Gingernuts are my favourite tea biscuit! The word ‘gingernut’ always reminds me of a dear German friend. Like me, she too loved gingernuts. So when we set off on an Easter road trip through the North Island of New Zealand we made sure we were well stocked with gingernuts. Half way through this trip, a conversation about gingernuts lead me to inform her that there weren’t any nuts in gingernuts. She felt a bit let down by this but her love for gingernuts lived on (I think).
This particular recipe is from one of my ex-colleagues. She brought them to a meeting once and I loved them so much that I annoyed her until she parted with the recipe. She said that the biscuits never taste the same twice and I have discovered that this is indeed true. Sometimes they are soft like gingerbread and other times hard and crunchy and great for dunking into a cup of tea/coffee/milk. I hope you like this recipe as much as I do.
1 tablespoon golden syrup or honey
1 ½ cups castor sugar
1 egg lightly beaten
1 2/3 cups self-raising flour
½ teaspoon baking soda (soda bicarbonate)
3-4 teaspoon ground ginger (or half fresh and half ground ginger)
1. Preheat the oven to 150ºC.
2. In a saucepan or in the microwave, melt the butter.
3. To the melted butter, add golden syrup and sugar, stirring until well combined.
4. If you see crystals of sugar after combining, then leave it on the heat for 1-2 more minutes. The mixture should be gleaming with butter at this point. If you whisk it well, it should turn pale and creamy. If you can’t be bothered whisking, don’t worry as you will have a crunchier biscuit which will be as tasty. Cool for 2-3 minutes.
5. To the cooled butter and sugar mixture add the beaten egg and mix.
6. Into the sugar and egg mixture, sift in the flour and baking soda and mix well.
7. Finally add the ginger and mix until it is uniformly spread (this is easier to see if you have used fresh ginger rather than powdered ginger as the strands are visible through the dough). The dough should be thick as the butter will have re-hardened after adding the cold flour to the mixture.
8. Place heaped teaspoons of cookie dough 3cm apart on tray and flatten slightly.
9. Bake at 150ºC for 12-15 minutes until the top has gone brown.
10. Let the biscuits cool before you try and peel them of the tray. Gingernuts get crunchier as they cool down.
11. Enjoy with your favourite cuppa!
1. If you aren’t a huge fan of ginger, then use the powdered form and halve the quantity.
2. If you like ginger, then use the fresh variety as the flavour is strong and lasts through the baking process.
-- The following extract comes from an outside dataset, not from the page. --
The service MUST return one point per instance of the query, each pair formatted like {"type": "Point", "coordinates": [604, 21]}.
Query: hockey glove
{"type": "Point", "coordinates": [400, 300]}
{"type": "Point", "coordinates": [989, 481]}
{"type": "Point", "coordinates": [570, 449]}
3. About 5 minutes after the biscuits have been in the over, you will see their centres puff up like a dome. Pick the tray up at one end and let it go so it crashes onto the oven shelf. You should now see the puffiness gone. This technique will make a gingernut that’s crunchy all the way through rather than just on the edges.
1. I am very impatient when it comes to baking several batches of cookies. I lean towards bigger cookies and try and fit them all between the two baking trays I own. Unfortunately, when I do this with the gingernuts, they fuse into a giant ginger slab that I then have to cut with a knife when still warm. This yields several ginger-shards that are still quite yummy but a bit misshapen and overcooked.
2. Because the gingernut dough is slightly brown to start off with, you can misjudge when to pull it out. If you see a darker brown on the surface of a gingernut relative to the rest of the biscuit, give it another 3-4 minutes and pull it out of the oven. If you leave it longer, you will get a really dark brown, almost burnt biscuit. However, if this is how you like it, then go for it.